No wonder, since its warm sound attracts the listeners and composers alike, adding crucial lining to many compositions or enchanting the ear with its solo abilities.
But Mood for Oud is much younger too, with bass guitar as one of its pillars. In fact, while probing the musical possibilities, Onsy often incorporates other instruments as well, making Mood for Oud a multi-dimensional experience.
“Our first concert, in 2019, was at the Room Arts Space and Café. We were a trio: oud, bass guitar and percussion. I later added keyboard, and other instruments depending on the concert,” Onsy clarifies.
In the over 15 concerts that Mood for Oud has given across Cairo and Alexandria in the last five years, the largest number of musicians on stage were nine. Even if, on one occasion, the ensemble was joined by a vocalist performing two tracks, Mood for Oud relies mostly on Onsy’s instrumental compositions, sometimes supplemented with songs drawn from the classical repertoire – such as pieces sung by Umm Kalthoum – yet arranged to Onsy’s purposes.

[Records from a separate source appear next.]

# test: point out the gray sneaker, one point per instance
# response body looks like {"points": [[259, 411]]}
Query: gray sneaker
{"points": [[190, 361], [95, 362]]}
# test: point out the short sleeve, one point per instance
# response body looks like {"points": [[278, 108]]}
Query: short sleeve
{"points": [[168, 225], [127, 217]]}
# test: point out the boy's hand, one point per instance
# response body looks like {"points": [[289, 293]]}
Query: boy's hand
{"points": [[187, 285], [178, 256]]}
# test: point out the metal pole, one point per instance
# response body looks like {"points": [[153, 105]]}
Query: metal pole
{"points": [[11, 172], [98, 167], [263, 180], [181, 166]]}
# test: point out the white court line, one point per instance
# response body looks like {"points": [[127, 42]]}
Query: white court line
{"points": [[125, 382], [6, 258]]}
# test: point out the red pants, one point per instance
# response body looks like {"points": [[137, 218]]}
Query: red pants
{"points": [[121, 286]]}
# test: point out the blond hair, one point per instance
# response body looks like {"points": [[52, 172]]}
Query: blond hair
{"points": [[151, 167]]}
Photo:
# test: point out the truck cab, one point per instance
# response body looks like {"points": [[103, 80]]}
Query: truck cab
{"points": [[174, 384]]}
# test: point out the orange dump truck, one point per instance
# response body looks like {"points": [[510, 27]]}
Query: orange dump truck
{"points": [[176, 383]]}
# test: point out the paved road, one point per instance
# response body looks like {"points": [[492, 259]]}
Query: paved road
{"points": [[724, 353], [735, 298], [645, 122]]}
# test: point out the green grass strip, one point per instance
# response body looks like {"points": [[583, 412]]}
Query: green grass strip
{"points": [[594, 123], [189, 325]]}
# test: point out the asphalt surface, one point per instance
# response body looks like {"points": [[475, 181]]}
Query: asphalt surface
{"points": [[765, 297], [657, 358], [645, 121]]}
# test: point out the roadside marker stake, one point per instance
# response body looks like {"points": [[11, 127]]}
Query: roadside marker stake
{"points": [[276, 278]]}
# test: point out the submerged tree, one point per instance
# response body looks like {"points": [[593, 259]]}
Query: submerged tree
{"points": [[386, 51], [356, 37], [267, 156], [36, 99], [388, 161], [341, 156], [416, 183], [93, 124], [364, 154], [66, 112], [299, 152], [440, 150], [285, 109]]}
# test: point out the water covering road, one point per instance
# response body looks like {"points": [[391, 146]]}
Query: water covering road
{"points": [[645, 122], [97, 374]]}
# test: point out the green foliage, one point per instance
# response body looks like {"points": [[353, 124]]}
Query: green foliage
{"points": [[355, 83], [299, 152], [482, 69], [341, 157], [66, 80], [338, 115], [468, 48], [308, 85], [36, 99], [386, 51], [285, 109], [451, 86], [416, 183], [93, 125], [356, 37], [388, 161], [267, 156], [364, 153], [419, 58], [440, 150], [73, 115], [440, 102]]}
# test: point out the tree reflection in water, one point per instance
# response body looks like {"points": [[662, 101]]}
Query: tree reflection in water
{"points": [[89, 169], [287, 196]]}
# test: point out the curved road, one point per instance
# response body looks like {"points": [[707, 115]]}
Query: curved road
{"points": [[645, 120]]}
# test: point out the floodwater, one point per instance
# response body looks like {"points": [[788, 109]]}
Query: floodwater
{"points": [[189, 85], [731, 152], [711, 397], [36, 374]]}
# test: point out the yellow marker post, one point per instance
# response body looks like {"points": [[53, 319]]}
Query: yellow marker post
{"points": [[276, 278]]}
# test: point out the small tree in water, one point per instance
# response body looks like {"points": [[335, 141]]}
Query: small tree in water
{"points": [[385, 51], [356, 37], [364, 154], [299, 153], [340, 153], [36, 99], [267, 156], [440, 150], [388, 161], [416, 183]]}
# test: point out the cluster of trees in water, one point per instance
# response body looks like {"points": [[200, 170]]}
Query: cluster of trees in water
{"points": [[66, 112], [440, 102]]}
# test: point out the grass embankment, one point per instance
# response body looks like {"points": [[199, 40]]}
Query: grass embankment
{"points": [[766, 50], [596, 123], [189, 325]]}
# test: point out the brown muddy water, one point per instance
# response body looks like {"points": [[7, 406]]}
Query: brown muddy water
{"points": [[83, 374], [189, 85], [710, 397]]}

In Egyptian music maintaining a purely instrumental project is far from easy, but Onsy has managed to keep the project going, attracting enough of an audience to consider releasing an album, “the first in a two-volume CD” he envisages. As Onsy clarifies, he is already thinking of taking this step, searching for opportunities and support. But until that happens, listeners can enjoy the music live. Mood for Oud’s next concert will take place at El Sawy Culturewheel, on Monday 8 August.
*A version of this article appears in print in the 4 August, 2022 edition of Al-Ahram Weekly.